The scientific community now has access to results from one of the largest proteomic studies to date, resulting from de-identified protein expression and genetic association and sequencing data in the UK Biobank (UKB). The UK Biobank is a large-scale biomedical database and research resource, containing in-depth genetic and health information from half a million UK participants. Bristol Myers Squibb is one of 13 biopharma companies that sponsored the UKB Pharma Proteomics Project (UKB-PPP), a pre-competitive consortium that measured levels of ~ 3,000 plasma proteins in ~54,000 UKB participants.
Findings from the UKB-PPP were recently published in the journal Nature and provide insight into human health and disease, including coverage on cardiometabolic, inflammation, neurology and oncology panels.
The study constructs an updated "genetic atlas" of the plasma proteome, reveals novel biological insights into prevalent illnesses and provides the scientific community with an open-access, population-scale proteomics resource. They mapped proteins to their genetic associations (pQTL mapping), 85% of which were newly discovered associations.
This indispensable protein expression and genetic data enables research into the association between genetic variation and circulating protein levels, which in turn, will help to understand the links between genetics and human disease and support innovative drug development.

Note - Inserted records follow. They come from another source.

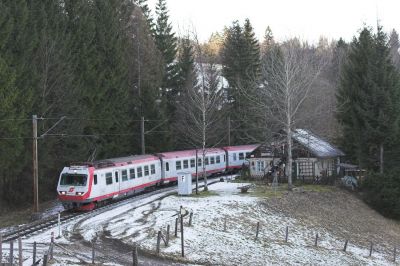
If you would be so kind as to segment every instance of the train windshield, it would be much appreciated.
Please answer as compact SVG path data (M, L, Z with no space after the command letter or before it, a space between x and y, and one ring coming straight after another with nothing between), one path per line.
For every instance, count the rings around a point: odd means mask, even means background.
M61 186L86 186L87 175L63 174L61 176Z

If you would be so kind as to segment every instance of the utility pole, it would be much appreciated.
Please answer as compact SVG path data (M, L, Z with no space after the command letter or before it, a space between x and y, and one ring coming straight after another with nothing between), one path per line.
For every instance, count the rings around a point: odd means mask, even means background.
M199 156L196 148L196 195L199 194Z
M33 129L33 212L39 212L39 181L38 181L38 147L37 147L37 115L32 115L32 129Z
M231 146L231 117L228 116L228 146Z
M142 145L142 154L146 153L146 146L144 143L144 116L141 117L141 121L140 121L140 143Z

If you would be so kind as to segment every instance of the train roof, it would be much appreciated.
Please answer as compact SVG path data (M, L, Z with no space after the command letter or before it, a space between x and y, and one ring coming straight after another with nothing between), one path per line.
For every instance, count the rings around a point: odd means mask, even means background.
M241 151L241 150L255 150L260 144L250 144L250 145L238 145L238 146L227 146L224 150L227 151Z
M220 148L206 149L206 154L218 153L218 152L225 152L225 151ZM202 149L197 149L197 154L200 157L202 154ZM172 158L178 158L178 157L190 157L190 156L196 156L196 150L161 152L161 153L157 153L157 155L160 157L163 157L165 159L172 159Z
M140 162L145 162L145 161L152 161L152 160L158 160L158 157L154 155L131 155L131 156L125 156L125 157L118 157L118 158L111 158L111 159L104 159L104 160L98 160L94 162L84 162L84 163L73 163L71 166L88 166L88 167L94 167L94 168L106 168L106 167L113 167L113 166L123 166L123 165L129 165L132 163L140 163Z

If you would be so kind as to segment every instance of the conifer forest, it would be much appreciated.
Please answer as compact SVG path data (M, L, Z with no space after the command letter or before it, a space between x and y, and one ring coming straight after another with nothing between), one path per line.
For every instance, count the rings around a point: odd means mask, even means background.
M147 0L0 1L0 212L32 204L37 115L41 201L56 197L71 162L265 143L307 128L366 170L370 206L400 219L394 29L309 43L276 40L268 25L258 38L245 19L202 41L171 23L167 0L154 10Z

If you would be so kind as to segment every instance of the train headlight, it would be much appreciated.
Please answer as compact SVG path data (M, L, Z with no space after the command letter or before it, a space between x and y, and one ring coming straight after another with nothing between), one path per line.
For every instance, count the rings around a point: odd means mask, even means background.
M67 192L66 192L66 191L60 191L60 194L61 194L61 195L66 195Z
M77 196L82 196L82 195L83 195L83 192L76 192L76 195L77 195Z

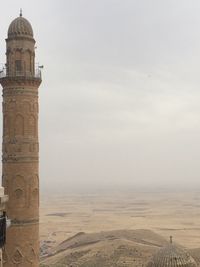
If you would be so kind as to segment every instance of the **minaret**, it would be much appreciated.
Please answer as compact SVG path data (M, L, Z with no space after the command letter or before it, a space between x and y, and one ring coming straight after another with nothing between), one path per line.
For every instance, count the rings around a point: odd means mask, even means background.
M35 40L22 16L9 26L3 87L2 183L9 195L6 267L39 266L38 88Z

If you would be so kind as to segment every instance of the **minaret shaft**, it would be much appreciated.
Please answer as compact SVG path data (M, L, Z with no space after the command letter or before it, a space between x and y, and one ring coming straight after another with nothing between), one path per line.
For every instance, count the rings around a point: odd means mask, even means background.
M2 183L9 195L7 215L11 227L4 251L5 267L39 266L39 142L38 88L35 41L23 17L11 24L7 42L7 70L3 87ZM25 22L24 22L25 21ZM19 23L20 22L20 23ZM22 23L23 32L15 28ZM28 25L28 26L27 26ZM25 29L25 30L24 30ZM25 34L26 33L26 34Z

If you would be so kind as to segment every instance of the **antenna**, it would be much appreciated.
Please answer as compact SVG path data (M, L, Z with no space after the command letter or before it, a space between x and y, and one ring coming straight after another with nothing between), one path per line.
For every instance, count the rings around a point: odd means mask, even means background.
M172 244L172 243L173 243L173 237L170 236L170 244Z
M22 17L22 8L20 8L20 13L19 13L20 17Z

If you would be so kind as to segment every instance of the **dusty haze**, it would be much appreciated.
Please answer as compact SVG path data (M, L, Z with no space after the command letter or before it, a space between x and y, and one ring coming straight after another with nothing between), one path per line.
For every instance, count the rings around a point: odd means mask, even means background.
M43 190L199 185L199 0L7 0L2 63L20 7L44 65Z

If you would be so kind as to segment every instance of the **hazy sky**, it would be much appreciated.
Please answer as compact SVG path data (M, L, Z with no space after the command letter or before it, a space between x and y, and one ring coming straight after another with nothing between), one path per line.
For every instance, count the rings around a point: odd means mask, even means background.
M40 87L42 189L200 185L200 1L18 0Z

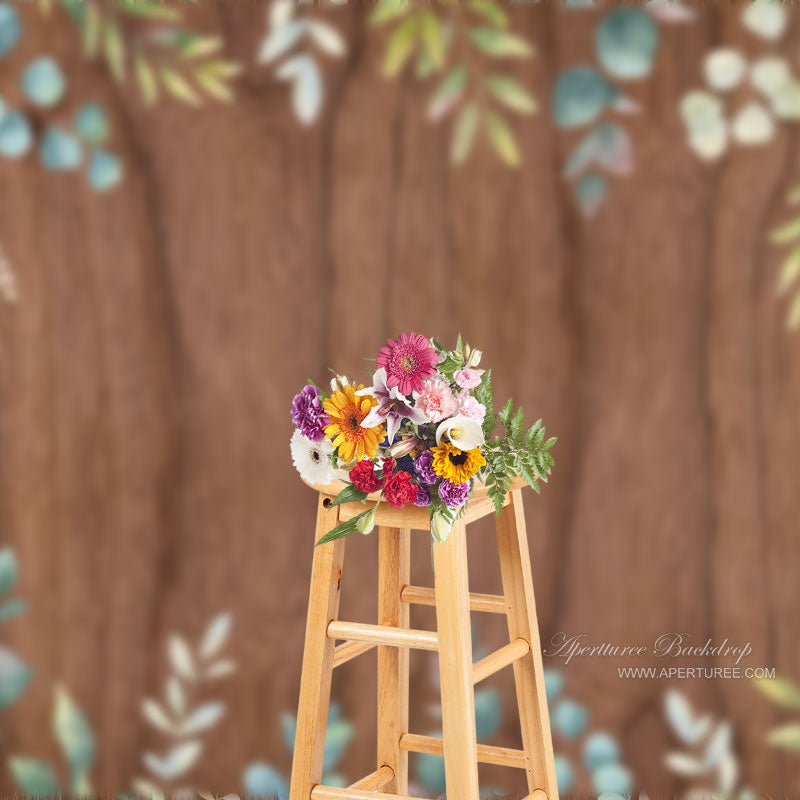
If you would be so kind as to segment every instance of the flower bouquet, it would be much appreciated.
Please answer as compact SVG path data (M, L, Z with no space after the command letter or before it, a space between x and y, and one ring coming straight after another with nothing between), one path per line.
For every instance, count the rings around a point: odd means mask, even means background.
M446 540L476 481L497 513L517 476L537 492L553 466L541 420L527 431L509 399L494 409L491 370L481 351L458 337L447 350L435 339L402 333L378 351L372 385L337 375L330 391L309 382L292 403L292 461L302 478L347 485L334 505L365 501L373 492L394 508L430 508L431 536ZM495 431L502 424L502 435ZM317 544L367 534L375 508L337 525Z

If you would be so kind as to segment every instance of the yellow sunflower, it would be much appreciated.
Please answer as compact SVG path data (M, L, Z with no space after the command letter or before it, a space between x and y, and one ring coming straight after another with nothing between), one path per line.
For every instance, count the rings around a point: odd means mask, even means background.
M439 447L432 447L431 452L433 471L451 483L465 483L486 465L480 447L459 450L455 445L443 443Z
M322 401L322 407L330 417L325 437L333 439L331 444L339 448L339 461L343 463L360 461L365 455L375 458L378 444L383 441L383 425L361 427L362 420L378 404L374 397L356 396L356 392L363 388L363 384L348 384L341 392L334 392Z

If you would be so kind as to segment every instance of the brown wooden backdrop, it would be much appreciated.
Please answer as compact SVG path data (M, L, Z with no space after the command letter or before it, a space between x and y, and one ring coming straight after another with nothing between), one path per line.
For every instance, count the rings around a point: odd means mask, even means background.
M246 64L237 102L200 111L143 108L64 25L24 13L2 92L26 55L56 53L109 106L128 177L98 199L33 159L0 163L0 241L21 294L0 309L0 540L33 604L4 635L37 672L0 718L3 758L55 759L60 680L95 725L98 788L126 789L159 746L138 703L160 691L166 636L199 635L228 609L240 671L221 684L230 713L197 783L238 790L253 759L288 768L278 713L296 702L314 519L288 458L288 405L329 365L363 375L361 357L409 329L461 331L498 394L559 436L554 478L527 506L545 638L685 630L750 640L752 665L797 674L800 339L783 327L766 243L800 178L797 133L707 167L677 113L710 47L748 46L734 10L662 28L653 76L630 87L643 107L629 120L635 173L592 221L560 177L574 140L547 100L559 70L590 58L593 12L514 10L538 49L517 69L543 105L516 128L519 171L485 150L448 166L447 132L424 118L430 87L379 77L383 38L358 3L337 12L351 52L330 65L309 129L254 64L263 5L192 12ZM786 52L797 43L795 26ZM369 619L376 547L358 538L344 603ZM491 591L491 537L471 547L473 586ZM334 688L362 737L344 765L354 778L372 768L373 666ZM566 676L640 782L675 789L666 685L620 681L599 659ZM752 786L794 785L797 760L763 742L776 717L746 682L681 688L736 723ZM420 726L430 695L415 693Z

Similarly, through the UK Biobank-Exome Sequencing Consortium (UKB-ESC), DNA sequencing data has been linked to existing genetic and lifestyle data within the database, enabling researchers to produce new health insights to aid the discovery of new treatments. Previously featured in Nature Genetics, the UKB-ESC published an analysis of the initial data and its potential value in drug development. Nature Reviews Genetics has also featured a research highlight on this work in a previous publication. The final data set, published in July 2022, is available to approved researchers through the cloud-based UKB Research and Analysis Platform.
“Without the 500,000 participants who generously volunteered to take part in the UK Biobank – none of this would be possible,” said Joe Szustakowski, vice president, Translational Bioinformatics, Informatics and Predictive Sciences. “The research they helped catalyze will enable the scientific community to better understand the underlying mechanisms of diseases, to identify and prosecute novel drug targets, and to generate testable hypotheses about which patients are most likely to benefit from certain treatments.”